“Blessed are the merciful, for they will be shown mercy.”
Two launchpads for meditation that explore the meaning of mercy. The beatitudes tend to be compact expressions of Jesus’ teachings. Jesus’ other teachings often reinforce the beatitudes by exploring them from different angles.
Using the language of logical operators and discrete mathematics, this beatitude is set up as “p implies q”, or “merciful implies mercy”. Later in Matthew, in Matthew 18, Jesus explores this beatitude’s inverse, “not p implies not q”, or “not merciful implies not mercy”.
In Matthew 18, Peter asks Jesus how many times he should forgive someone who sins against him. Instead of seven times, Jesus says to forgive seventy times seven times. Why such lavish forgiveness?
Jesus clarifies with the parable of the unforgiving debtor. In this parable, a servant owes a king a very large sum of money. But rather than punishing the debtor, the king has mercy on him. Upon being pardoned, the man goes to a fellow servant who owes him a much smaller sum of money. The fellow servant is unable to repay the debt, but instead of extending mercy, the man who had been forgiven offers no forgiveness.
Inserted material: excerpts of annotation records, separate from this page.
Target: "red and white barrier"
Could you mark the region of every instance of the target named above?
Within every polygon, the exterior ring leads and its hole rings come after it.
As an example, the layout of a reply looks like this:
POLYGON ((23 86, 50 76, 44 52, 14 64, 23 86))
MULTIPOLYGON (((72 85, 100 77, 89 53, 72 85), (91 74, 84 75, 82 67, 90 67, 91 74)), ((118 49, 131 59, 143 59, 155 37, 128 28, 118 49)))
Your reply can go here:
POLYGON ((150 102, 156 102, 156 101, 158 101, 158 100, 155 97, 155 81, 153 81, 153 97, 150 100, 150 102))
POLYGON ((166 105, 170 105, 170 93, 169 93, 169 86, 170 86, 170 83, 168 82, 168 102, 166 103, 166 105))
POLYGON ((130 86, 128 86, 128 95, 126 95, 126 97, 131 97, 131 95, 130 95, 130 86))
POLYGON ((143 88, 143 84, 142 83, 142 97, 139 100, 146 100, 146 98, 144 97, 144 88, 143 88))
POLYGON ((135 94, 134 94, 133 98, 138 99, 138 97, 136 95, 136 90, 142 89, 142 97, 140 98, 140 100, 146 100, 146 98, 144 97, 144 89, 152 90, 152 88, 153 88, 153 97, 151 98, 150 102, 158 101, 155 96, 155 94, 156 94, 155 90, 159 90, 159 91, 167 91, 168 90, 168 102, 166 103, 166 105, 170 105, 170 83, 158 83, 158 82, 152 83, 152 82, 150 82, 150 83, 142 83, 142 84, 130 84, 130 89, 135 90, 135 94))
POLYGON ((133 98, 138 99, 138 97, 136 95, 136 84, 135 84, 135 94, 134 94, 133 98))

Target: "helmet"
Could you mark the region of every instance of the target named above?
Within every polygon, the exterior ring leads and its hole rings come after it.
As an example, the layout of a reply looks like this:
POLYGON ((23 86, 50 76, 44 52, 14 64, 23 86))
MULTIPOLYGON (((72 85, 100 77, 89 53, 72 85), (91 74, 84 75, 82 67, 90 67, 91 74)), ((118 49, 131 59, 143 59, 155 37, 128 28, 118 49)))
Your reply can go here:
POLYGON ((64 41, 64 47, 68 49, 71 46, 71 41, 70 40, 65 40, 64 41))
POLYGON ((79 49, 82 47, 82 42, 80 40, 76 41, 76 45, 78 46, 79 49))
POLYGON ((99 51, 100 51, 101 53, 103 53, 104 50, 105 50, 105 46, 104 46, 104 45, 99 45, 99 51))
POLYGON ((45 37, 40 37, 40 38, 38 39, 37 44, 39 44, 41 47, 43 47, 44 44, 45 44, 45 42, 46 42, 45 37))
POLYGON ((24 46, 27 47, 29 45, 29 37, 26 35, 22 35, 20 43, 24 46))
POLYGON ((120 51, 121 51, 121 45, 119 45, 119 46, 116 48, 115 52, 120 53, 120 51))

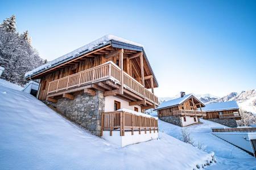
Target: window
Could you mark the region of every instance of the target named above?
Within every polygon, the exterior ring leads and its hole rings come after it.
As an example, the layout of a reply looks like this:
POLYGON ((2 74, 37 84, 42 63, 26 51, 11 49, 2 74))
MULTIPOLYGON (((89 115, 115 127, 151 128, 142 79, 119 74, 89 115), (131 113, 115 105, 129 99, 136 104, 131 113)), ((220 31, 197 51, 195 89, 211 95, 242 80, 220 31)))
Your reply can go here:
POLYGON ((115 61, 115 64, 119 66, 119 59, 117 59, 115 61))
POLYGON ((121 103, 119 101, 114 101, 114 111, 120 109, 121 103))

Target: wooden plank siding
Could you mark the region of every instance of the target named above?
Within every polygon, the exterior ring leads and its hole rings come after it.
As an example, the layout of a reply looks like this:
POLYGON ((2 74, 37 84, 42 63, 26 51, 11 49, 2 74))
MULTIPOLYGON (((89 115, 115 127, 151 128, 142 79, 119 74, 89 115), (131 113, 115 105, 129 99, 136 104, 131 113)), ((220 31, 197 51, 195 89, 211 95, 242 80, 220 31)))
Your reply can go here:
MULTIPOLYGON (((134 53, 137 53, 136 51, 133 51, 133 52, 134 53)), ((129 52, 125 50, 123 62, 123 71, 129 74, 132 78, 141 81, 141 67, 139 66, 139 60, 138 61, 137 60, 137 58, 127 60, 129 56, 128 54, 133 54, 131 50, 129 52)), ((108 58, 105 57, 105 55, 104 54, 95 55, 93 57, 85 57, 80 60, 77 60, 75 63, 68 63, 67 65, 64 65, 62 67, 58 68, 57 69, 54 70, 54 71, 52 70, 43 74, 40 77, 41 87, 39 90, 38 99, 41 100, 46 100, 47 90, 50 82, 96 67, 108 61, 111 61, 115 64, 118 64, 118 61, 119 60, 119 54, 108 58)), ((120 63, 120 61, 119 61, 119 63, 120 63)), ((151 75, 151 73, 148 71, 147 67, 144 66, 143 69, 145 76, 151 75)), ((151 88, 151 84, 152 83, 150 82, 150 79, 145 80, 146 88, 151 88)))
POLYGON ((197 101, 197 100, 193 98, 193 96, 188 98, 184 101, 183 103, 175 105, 174 107, 170 107, 167 108, 163 108, 158 110, 158 114, 159 117, 171 116, 174 116, 173 112, 175 110, 197 110, 198 108, 200 108, 200 103, 197 101), (192 97, 193 99, 192 100, 192 97))
POLYGON ((204 117, 204 119, 219 118, 219 113, 221 112, 223 114, 230 114, 235 112, 239 113, 239 109, 233 109, 229 110, 219 110, 213 112, 207 112, 207 116, 204 117))

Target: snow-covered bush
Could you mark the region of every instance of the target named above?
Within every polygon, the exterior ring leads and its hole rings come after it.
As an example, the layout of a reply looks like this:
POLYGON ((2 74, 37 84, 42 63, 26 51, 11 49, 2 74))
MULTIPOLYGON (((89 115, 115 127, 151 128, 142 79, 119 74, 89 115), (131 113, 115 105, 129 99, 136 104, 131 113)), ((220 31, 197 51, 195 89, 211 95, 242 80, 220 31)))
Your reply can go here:
POLYGON ((33 49, 28 31, 16 32, 15 15, 0 24, 0 66, 5 69, 1 78, 18 85, 24 85, 24 74, 43 64, 33 49))
POLYGON ((181 130, 181 141, 184 142, 191 144, 193 145, 194 141, 193 138, 191 135, 190 131, 187 128, 182 128, 181 130))
POLYGON ((237 121, 239 126, 247 126, 256 124, 256 116, 251 112, 240 109, 241 120, 237 121))

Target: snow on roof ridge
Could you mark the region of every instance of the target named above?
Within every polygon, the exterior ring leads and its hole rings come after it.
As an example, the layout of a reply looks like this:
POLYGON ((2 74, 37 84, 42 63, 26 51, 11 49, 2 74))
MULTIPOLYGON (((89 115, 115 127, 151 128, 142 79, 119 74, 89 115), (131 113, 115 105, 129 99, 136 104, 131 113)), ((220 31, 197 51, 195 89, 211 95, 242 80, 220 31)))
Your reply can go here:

Instead, he has his fellow servant put into prison. The king hears the news and throws the unforgiving debtor into prison until the entire debt can be repaid. Jesus uses this parable to describe what his heavenly Father will do to anyone who refuses to forgive from the heart.
Mercy is withheld to those who show no mercy. This expresses the inverse of the beatitude where the merciful are blessed because they will be shown mercy.
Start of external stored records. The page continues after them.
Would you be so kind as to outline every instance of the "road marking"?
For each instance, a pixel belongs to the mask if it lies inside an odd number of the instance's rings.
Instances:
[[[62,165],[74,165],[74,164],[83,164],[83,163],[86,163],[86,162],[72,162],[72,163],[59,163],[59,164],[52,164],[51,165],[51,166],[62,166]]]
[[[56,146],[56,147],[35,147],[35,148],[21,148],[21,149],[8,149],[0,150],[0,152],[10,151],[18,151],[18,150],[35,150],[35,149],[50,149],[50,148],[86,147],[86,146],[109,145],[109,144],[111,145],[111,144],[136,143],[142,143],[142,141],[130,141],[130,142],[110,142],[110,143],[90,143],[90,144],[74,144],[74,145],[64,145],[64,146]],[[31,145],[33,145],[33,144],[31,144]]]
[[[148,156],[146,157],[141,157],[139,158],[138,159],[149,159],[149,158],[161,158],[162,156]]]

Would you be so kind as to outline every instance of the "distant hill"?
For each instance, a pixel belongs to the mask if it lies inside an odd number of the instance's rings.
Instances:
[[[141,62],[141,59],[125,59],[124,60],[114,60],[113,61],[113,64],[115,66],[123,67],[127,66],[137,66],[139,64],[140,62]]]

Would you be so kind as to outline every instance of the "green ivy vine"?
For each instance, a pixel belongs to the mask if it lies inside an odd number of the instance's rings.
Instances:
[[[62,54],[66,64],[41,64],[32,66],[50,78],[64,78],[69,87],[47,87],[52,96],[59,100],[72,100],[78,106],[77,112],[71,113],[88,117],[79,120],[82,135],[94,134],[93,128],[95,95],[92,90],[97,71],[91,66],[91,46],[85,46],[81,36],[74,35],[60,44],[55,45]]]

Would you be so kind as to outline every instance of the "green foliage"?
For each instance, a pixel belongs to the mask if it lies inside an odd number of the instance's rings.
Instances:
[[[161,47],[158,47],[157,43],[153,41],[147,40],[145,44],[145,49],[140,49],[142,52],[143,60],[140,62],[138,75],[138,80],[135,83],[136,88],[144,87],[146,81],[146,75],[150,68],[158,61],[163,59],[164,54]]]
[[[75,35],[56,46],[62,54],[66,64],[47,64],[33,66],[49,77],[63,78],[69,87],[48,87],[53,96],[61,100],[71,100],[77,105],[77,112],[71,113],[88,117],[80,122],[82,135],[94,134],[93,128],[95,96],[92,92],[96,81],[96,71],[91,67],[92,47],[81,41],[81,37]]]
But why is the inverse true? Why is mercy withheld from those who show no mercy? It is because to ask God for forgiveness for our sins while withholding forgiveness from someone else is hypocritical. To forgive is an overflow of true fellowship with God. Since God has shown us such lavish mercy, our hearts should be motivated to extend mercy to others.
The second launchpad for meditation explores the connection between being merciful and being shown mercy. As with all the beatitudes, the blessing is a gift. It is not earned. Our being merciful does not merit God’s mercy.
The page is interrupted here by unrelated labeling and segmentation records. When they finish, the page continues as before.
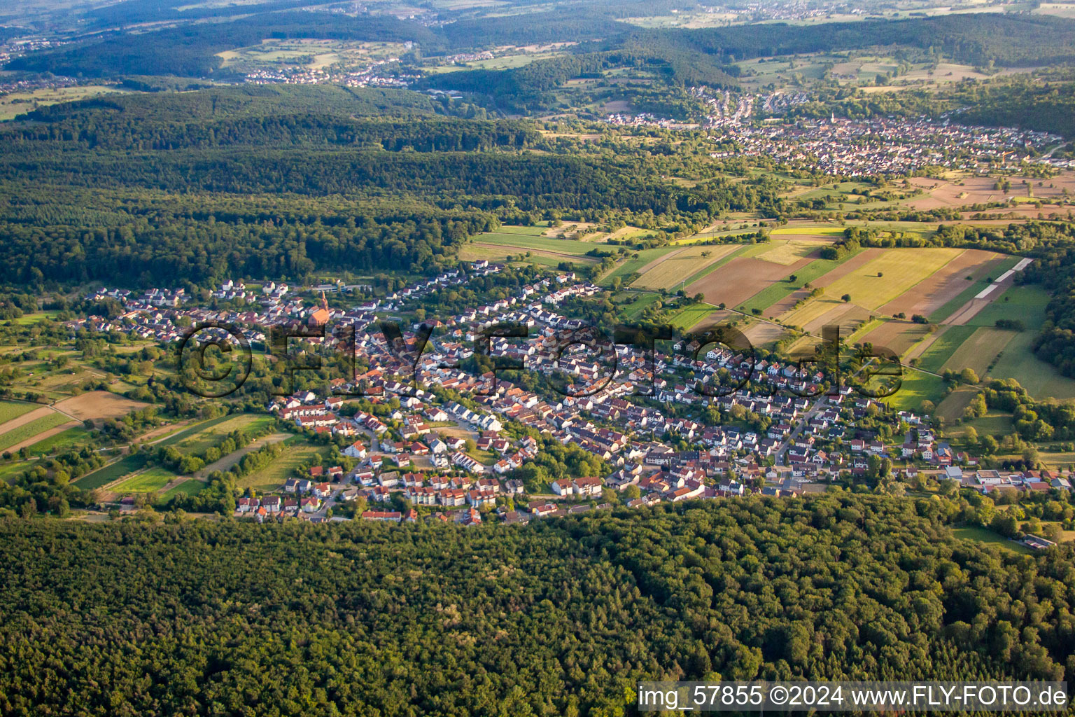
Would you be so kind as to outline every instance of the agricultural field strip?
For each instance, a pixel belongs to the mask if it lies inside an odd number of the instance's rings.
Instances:
[[[784,299],[788,295],[802,288],[804,284],[817,281],[854,256],[857,256],[857,253],[850,254],[843,259],[815,259],[799,271],[793,272],[796,275],[794,282],[788,282],[787,276],[779,282],[774,282],[747,299],[743,305],[746,306],[747,311],[751,311],[754,309],[764,311],[780,299]],[[792,272],[788,272],[788,276],[791,274]]]
[[[0,450],[6,450],[13,446],[17,446],[26,441],[33,439],[33,436],[49,431],[54,428],[59,428],[64,424],[74,424],[69,416],[61,413],[52,413],[47,416],[42,416],[41,418],[35,418],[29,422],[23,424],[16,428],[12,428],[4,433],[0,433]]]
[[[888,249],[859,271],[830,284],[826,292],[830,297],[849,295],[852,302],[875,311],[927,281],[962,253],[951,248]],[[862,297],[868,298],[863,301]]]

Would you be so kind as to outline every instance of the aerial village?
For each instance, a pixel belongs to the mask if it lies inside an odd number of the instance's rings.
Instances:
[[[120,300],[124,313],[113,320],[75,320],[69,328],[119,331],[169,344],[187,331],[181,325],[188,321],[181,319],[234,325],[252,342],[263,341],[271,327],[354,329],[354,346],[346,348],[368,371],[353,381],[334,379],[333,395],[298,390],[264,406],[298,431],[344,436],[343,454],[354,459],[354,467],[314,467],[309,475],[288,479],[278,493],[240,499],[236,515],[257,520],[341,519],[329,517],[332,504],[362,498],[370,510],[360,517],[370,520],[416,520],[420,507],[427,519],[520,524],[611,507],[607,491],[629,506],[823,491],[837,476],[865,476],[884,458],[904,465],[898,469],[901,479],[954,481],[984,494],[1071,490],[1069,474],[978,470],[975,457],[955,451],[934,435],[928,416],[890,412],[849,387],[816,396],[820,374],[791,362],[752,363],[721,345],[713,345],[704,356],[697,341],[679,340],[671,353],[654,355],[619,345],[610,379],[607,367],[583,346],[563,348],[564,332],[579,330],[583,321],[559,313],[560,304],[600,291],[571,272],[547,275],[516,296],[426,321],[425,327],[402,327],[402,335],[395,339],[379,328],[378,313],[397,312],[430,291],[501,270],[487,261],[473,262],[347,310],[329,307],[324,293],[320,302],[306,305],[287,286],[273,283],[257,289],[241,282],[220,286],[215,297],[243,297],[257,306],[243,311],[197,307],[182,289],[140,295],[101,289],[95,297]],[[526,327],[527,338],[483,335],[483,329],[505,324]],[[325,335],[329,348],[341,347],[339,332]],[[428,342],[422,344],[421,336]],[[514,359],[527,372],[567,376],[570,390],[527,390],[511,381],[511,372],[469,373],[461,364],[483,344],[490,358]],[[716,386],[718,376],[750,378],[750,385],[764,383],[776,390],[762,396],[744,388],[717,398],[696,390],[698,385]],[[447,400],[445,391],[465,398]],[[374,404],[396,399],[399,407],[387,418],[345,411],[359,392]],[[671,417],[683,415],[669,410],[673,405],[713,405],[729,420],[703,425]],[[888,440],[875,429],[861,428],[865,417],[889,422]],[[757,428],[744,428],[744,418],[754,419]],[[534,460],[540,445],[532,434],[511,430],[513,426],[578,446],[611,470],[554,481],[547,492],[527,494],[524,482],[512,475]],[[397,493],[407,510],[392,510]]]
Instead, our mercy towards others demonstrates that we are receiving God’s mercy. To understand this connection, consider how our love towards others demonstrates that we are experiencing God’s love. As 1 John 4:19 says, “We love because he first loved us”. So, my prayer today is what Jesus taught his first disciples to pray: forgive us our debts, as we also have forgiven our debtors.